Are the arms the window to the soul?
That’s the question the limb-obsessed are asking, as the General David Petraeus scandal unfolds. Do his mistress’s now-famous chiseled biceps send a message that goes beyond mere physical fitness?
As a local personal trainer put it: There’s a personality type that goes with those arms, and it’s not laid back.
“It takes a driven person,” said Teresa Winstead, who holds a Master’s degree in social research from University of Cambridge, and a Ph.D. in sociology from the University of London. “And not only driven, but very deliberate.”
Whatever the case, since Paula Broadwell burst on the national scene as the now-former CIA director’s now-former lover, the mother of two and graduate the Kennedy School of Government has become almost as well-known for her sculpted arms as for her impressive resume: valedictorian of her high school class, homecoming queen, fitness champion at West Point, and Ph.D. candidate in the Department of War Studies at King’s College London.

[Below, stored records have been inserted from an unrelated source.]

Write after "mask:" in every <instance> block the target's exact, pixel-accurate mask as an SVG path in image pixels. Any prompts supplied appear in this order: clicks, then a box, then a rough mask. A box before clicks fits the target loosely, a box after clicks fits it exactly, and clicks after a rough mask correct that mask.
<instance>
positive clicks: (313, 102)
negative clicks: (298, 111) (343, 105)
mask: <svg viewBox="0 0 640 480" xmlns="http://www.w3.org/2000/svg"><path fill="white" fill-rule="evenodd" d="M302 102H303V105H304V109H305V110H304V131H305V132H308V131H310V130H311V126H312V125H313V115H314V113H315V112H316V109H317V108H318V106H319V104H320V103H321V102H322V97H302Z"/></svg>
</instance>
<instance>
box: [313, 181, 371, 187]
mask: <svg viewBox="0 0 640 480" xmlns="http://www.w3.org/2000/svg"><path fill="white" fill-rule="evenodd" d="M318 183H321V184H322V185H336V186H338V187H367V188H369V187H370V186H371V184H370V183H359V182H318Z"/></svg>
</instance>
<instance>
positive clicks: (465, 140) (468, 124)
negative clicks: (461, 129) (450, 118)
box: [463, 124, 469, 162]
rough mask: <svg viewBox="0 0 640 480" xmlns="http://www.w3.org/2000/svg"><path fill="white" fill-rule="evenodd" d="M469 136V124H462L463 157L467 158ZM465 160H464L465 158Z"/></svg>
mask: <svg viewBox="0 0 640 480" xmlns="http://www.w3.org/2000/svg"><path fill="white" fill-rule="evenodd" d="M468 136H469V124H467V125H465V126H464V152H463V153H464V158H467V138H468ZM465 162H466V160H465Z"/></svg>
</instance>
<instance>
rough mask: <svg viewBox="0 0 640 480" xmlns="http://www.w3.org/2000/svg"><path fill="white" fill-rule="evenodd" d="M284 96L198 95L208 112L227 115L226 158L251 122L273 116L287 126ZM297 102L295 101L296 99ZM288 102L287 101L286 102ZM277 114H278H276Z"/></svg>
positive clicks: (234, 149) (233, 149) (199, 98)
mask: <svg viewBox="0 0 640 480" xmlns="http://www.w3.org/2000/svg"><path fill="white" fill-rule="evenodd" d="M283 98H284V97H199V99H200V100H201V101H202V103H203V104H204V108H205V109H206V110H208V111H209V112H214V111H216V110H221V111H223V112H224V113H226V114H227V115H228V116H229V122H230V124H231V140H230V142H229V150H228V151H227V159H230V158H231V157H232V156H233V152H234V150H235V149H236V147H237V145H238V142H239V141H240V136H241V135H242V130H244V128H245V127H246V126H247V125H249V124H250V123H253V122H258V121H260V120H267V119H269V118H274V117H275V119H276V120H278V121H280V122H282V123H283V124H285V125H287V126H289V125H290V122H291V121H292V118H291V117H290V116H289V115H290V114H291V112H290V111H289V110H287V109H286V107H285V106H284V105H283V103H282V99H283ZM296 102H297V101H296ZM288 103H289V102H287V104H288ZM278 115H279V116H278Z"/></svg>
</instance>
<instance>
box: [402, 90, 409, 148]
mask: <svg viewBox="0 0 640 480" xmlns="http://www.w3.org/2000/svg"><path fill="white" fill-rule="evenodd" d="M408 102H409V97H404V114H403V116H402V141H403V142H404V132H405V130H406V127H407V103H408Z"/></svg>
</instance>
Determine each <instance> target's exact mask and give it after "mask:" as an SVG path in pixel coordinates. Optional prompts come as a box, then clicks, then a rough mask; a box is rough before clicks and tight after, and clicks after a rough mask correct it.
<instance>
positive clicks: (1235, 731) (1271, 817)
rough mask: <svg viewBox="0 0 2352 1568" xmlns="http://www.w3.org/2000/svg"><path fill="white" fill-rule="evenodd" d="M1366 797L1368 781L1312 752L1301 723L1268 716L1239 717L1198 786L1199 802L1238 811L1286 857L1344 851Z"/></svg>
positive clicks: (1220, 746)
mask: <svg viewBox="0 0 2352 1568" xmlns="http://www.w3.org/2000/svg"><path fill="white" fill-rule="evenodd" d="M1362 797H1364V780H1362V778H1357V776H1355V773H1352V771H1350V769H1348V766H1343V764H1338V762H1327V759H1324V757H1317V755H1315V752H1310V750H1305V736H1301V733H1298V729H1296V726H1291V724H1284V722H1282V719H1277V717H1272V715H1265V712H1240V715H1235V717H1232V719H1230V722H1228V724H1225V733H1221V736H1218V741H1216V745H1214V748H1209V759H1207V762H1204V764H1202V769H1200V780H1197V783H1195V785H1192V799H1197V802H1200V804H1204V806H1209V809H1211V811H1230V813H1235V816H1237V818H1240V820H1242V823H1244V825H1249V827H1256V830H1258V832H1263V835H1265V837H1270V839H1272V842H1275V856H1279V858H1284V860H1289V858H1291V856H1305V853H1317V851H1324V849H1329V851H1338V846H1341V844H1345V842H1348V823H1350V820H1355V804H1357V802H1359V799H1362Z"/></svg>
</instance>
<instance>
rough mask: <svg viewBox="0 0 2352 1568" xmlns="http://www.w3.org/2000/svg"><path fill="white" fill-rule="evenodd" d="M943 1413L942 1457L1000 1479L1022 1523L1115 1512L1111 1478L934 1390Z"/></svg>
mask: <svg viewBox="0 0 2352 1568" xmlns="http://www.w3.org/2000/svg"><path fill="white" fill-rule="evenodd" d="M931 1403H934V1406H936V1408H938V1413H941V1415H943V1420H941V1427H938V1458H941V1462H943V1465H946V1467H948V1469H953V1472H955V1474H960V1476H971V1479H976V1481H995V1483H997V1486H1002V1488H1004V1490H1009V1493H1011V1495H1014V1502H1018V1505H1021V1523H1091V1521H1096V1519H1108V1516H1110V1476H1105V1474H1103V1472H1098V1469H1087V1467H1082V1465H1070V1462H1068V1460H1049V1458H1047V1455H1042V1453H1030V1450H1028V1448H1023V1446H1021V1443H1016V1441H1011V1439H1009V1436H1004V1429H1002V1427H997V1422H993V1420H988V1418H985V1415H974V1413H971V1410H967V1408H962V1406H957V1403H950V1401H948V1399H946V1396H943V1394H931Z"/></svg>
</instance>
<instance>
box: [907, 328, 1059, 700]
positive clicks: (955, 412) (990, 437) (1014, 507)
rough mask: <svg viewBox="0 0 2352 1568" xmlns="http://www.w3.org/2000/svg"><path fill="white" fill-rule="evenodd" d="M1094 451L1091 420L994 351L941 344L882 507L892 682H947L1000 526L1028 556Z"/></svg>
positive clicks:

In January, Broadwell famously bested Jon Stewart in a push-up contest when she went on “The Daily Show” to promote her Petraeus biography, “All In.” On Monday night, several months — and one affair-revelation later — Stewart said he hadn’t pick up on the innuendo Broadwell was flinging because he was so focused on her arms. Broadwell had memorably shown them off in a top that revealed so much arm and shoulder musculature that it made Michelle Obama’s sleeveless dresses look like Church Lady attire.
“The whole time, I was just staring at how defined her arms were and trying to think of another version of my classic ‘I’m an asthmatic old Jew’ jokes!’ ” Stewart said.
As for the question, whose arms would you rather have, the first lady’s or Broadwell’s, the answer depends on what look you’re going for: “I’m fit” versus “look out.”